虫の居所が悪い…というムードはオペーレーター殿が発するある言葉に込められていたように感じた。しかも上手く説明できなくてもどかしい思いをしていた私には、その言葉が「あ、突き放されている感じ」と受け止めてしまうような状態だったのもある。恐らくその日のお互いが相性が悪い、波長が悪かっただけなのだろう。もし二人で面と向かって話せたなら、意外とスムーズに話は進んだかもしれないし。
「ですから、〇〇しないことには…」
「ですから、お客様のご説明ですと…」
ーーああ、「ですから」の連発に私の気持ちはすっかり折れてしまったのだ。「ですから」は私の言ったことに対して説明をしてくれているが、受け取る側の私がちゃんと反応できていない、理解できていないまま変な方向に行ったり、同じ質問を繰り返したりしているという対応に困った故に発された言葉なのだろう。私は会話の度に耳に入る「ですから」が数回続いたところで、「もうどうにもならんな」ということに気付いて説明力不十分な己の運命を見限り、「分かりました。ありがとうございます」となけなしの力で返事をして電話をそっと切ったのだった。

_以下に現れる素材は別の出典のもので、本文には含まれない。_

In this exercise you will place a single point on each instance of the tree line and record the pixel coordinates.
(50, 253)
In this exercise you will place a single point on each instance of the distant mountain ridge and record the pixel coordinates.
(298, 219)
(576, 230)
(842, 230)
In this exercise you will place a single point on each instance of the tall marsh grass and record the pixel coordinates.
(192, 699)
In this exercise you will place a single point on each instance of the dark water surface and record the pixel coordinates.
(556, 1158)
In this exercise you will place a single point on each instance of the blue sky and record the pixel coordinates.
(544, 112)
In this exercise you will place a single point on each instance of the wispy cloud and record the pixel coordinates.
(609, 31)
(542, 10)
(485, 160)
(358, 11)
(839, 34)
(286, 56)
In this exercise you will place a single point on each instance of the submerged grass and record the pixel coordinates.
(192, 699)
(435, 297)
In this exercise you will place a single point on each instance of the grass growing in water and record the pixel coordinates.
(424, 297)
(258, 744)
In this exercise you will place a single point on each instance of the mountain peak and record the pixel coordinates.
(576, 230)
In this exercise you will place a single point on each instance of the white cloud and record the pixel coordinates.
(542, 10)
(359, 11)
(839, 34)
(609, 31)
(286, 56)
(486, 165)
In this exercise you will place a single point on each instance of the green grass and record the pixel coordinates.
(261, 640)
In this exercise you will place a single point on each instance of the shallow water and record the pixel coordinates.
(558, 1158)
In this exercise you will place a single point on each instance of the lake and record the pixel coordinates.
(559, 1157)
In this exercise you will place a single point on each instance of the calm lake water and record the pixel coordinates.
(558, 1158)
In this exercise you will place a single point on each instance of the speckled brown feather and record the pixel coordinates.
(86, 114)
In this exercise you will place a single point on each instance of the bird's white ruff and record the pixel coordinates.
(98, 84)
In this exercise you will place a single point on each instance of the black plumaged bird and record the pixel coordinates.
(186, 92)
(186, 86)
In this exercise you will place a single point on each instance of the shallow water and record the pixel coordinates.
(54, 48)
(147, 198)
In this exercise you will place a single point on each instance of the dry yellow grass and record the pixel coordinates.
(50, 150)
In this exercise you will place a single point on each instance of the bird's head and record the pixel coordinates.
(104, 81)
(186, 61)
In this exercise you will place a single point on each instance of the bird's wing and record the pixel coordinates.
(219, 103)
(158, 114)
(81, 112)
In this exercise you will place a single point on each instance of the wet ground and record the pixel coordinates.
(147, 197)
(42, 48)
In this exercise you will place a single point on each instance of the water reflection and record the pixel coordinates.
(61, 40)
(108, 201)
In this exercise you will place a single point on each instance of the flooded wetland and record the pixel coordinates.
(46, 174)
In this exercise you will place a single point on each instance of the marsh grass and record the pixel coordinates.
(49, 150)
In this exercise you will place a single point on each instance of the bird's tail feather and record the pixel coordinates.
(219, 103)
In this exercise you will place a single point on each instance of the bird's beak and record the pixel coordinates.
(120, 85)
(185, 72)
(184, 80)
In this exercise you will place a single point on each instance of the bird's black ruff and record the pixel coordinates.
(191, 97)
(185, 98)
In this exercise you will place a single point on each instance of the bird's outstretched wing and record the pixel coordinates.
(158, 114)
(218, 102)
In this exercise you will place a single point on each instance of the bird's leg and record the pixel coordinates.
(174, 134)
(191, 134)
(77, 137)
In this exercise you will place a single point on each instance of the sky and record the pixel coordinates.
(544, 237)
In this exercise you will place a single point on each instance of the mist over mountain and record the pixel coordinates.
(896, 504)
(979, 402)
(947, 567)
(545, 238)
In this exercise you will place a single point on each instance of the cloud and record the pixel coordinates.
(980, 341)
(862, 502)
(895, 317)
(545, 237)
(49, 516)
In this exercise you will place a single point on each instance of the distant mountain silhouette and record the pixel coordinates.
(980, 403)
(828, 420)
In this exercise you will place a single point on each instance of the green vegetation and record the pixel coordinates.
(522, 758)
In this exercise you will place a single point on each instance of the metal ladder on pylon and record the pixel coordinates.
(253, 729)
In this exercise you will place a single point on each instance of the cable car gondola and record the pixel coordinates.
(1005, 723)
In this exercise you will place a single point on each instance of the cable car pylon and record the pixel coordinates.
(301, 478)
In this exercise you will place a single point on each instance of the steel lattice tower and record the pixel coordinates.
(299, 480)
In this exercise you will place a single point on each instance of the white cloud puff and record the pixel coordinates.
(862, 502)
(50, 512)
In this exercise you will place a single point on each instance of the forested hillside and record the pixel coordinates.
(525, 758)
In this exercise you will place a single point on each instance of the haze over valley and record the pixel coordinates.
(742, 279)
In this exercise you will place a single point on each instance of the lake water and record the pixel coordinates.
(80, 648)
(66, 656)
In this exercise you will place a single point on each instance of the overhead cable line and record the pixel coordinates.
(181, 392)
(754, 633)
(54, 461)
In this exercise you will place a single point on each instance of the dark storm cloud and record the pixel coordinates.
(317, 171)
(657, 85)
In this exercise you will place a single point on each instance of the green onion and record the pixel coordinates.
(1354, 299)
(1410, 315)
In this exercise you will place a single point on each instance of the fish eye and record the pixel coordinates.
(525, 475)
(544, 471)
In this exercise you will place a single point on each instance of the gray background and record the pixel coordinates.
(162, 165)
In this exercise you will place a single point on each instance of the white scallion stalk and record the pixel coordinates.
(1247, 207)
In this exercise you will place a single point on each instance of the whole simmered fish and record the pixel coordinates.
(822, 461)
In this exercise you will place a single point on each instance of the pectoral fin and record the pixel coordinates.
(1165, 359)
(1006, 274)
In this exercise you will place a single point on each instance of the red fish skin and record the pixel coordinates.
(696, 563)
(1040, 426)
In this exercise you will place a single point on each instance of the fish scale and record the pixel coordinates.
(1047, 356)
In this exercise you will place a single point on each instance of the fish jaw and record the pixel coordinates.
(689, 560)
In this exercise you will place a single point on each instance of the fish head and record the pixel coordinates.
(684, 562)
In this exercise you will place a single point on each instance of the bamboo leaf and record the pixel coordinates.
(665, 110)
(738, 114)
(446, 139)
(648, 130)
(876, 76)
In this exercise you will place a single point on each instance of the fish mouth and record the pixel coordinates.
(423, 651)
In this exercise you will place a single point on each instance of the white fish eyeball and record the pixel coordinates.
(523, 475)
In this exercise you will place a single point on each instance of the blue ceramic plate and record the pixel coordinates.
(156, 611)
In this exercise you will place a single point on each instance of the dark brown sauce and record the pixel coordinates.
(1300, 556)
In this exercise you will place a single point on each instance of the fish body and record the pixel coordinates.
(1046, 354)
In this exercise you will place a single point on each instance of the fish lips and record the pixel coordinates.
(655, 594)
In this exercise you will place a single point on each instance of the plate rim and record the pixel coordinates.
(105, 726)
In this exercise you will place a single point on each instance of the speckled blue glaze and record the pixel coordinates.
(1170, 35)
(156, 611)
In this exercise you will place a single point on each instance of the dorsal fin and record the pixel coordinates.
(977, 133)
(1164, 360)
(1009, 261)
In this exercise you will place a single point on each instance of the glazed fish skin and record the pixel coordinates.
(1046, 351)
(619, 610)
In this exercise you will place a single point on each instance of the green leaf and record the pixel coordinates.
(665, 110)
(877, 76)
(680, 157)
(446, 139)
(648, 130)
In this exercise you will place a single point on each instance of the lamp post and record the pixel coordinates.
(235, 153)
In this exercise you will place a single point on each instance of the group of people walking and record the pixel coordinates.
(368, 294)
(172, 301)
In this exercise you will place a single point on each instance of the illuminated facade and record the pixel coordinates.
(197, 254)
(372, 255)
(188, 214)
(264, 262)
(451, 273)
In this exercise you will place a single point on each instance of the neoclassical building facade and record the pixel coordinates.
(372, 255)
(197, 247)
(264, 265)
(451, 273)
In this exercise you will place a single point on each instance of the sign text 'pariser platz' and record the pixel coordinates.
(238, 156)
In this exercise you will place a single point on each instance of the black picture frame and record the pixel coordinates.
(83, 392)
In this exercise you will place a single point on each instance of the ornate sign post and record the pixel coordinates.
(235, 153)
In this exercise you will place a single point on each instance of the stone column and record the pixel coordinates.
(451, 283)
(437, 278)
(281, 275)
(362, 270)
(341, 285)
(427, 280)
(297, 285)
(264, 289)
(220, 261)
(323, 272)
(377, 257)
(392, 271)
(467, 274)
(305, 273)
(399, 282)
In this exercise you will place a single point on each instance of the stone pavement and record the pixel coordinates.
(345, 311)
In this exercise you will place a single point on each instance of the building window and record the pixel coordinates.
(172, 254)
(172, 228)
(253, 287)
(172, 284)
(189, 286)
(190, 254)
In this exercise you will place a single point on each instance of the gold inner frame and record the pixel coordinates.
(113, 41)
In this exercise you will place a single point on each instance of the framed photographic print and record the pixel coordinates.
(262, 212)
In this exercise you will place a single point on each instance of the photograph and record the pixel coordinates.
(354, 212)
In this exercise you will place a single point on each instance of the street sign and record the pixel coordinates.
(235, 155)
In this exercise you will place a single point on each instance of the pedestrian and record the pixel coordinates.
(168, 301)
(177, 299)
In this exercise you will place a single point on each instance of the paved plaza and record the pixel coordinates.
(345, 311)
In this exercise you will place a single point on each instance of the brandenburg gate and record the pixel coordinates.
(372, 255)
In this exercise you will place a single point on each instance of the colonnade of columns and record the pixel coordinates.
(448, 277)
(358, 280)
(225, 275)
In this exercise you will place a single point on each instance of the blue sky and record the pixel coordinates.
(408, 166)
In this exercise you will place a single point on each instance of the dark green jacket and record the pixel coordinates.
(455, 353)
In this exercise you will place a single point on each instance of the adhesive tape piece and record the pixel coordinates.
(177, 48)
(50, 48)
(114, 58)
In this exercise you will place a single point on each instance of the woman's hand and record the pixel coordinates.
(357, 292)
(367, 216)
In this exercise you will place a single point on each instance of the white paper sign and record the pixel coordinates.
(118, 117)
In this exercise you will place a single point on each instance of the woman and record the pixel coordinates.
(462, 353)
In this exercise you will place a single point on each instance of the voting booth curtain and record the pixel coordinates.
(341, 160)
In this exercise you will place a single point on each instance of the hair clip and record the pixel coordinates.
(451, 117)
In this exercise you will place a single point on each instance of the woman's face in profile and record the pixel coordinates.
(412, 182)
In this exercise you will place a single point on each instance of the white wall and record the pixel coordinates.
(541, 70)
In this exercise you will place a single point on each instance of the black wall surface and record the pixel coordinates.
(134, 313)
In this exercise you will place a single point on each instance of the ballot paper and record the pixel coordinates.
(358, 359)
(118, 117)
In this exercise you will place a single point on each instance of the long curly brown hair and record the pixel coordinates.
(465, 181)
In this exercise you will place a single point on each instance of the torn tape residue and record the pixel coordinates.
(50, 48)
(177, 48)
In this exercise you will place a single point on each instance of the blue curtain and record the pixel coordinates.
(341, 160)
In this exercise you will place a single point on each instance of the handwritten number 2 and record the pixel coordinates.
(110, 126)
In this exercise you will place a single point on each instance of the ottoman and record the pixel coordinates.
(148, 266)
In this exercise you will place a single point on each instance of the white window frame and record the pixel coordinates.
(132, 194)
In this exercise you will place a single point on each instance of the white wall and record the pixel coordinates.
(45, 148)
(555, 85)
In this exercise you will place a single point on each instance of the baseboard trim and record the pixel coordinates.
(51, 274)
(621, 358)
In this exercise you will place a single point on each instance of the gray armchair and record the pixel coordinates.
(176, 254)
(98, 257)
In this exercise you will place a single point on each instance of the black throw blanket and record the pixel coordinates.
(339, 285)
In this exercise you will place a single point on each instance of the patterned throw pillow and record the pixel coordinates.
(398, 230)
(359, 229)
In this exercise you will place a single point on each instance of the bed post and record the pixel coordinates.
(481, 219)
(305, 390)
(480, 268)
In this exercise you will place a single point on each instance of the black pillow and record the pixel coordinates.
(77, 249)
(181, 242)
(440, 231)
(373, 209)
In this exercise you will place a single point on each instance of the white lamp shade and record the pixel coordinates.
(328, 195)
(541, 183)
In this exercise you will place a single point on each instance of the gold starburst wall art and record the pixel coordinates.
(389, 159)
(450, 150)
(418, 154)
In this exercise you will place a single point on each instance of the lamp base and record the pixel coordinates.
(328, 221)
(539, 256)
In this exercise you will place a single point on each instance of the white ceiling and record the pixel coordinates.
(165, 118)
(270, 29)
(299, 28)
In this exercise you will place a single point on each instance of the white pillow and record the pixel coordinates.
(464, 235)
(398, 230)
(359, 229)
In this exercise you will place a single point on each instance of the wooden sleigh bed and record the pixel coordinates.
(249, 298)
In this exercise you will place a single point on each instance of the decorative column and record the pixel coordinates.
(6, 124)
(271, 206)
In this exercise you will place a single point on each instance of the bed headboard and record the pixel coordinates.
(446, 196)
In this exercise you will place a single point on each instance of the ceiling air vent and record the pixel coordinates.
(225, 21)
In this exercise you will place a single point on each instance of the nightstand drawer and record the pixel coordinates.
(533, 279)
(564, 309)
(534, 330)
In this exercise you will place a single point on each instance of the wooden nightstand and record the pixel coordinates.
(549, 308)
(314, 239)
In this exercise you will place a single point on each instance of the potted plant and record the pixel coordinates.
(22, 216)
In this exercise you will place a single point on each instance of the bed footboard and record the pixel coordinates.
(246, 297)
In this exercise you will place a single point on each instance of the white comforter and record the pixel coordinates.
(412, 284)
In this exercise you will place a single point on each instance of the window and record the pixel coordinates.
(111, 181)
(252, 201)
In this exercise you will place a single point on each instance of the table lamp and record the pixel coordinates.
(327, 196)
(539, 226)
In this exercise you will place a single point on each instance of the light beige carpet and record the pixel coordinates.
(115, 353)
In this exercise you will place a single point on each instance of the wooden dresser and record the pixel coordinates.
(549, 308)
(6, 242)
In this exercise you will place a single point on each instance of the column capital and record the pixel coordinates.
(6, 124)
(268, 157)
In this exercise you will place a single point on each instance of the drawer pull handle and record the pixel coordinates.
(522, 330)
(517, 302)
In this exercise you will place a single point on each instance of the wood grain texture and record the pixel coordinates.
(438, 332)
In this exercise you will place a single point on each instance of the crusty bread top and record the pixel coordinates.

そのとき以来「ですから」は何となくだが「何度も言ってるじゃないか」「さっきから同じ質問をしてない?」という突き放した印象をあたえるのかも…と思い極力使用しないようにしているし、堂々めぐりになりそうになっても違う表現「なので」「そのため」「というわけで」などに切り替えて話そうと心がけている。「ですから」が持つ丁寧さはある。しかし同時に突き放す力もある。使用注意の言葉として心に秘めておくのだった。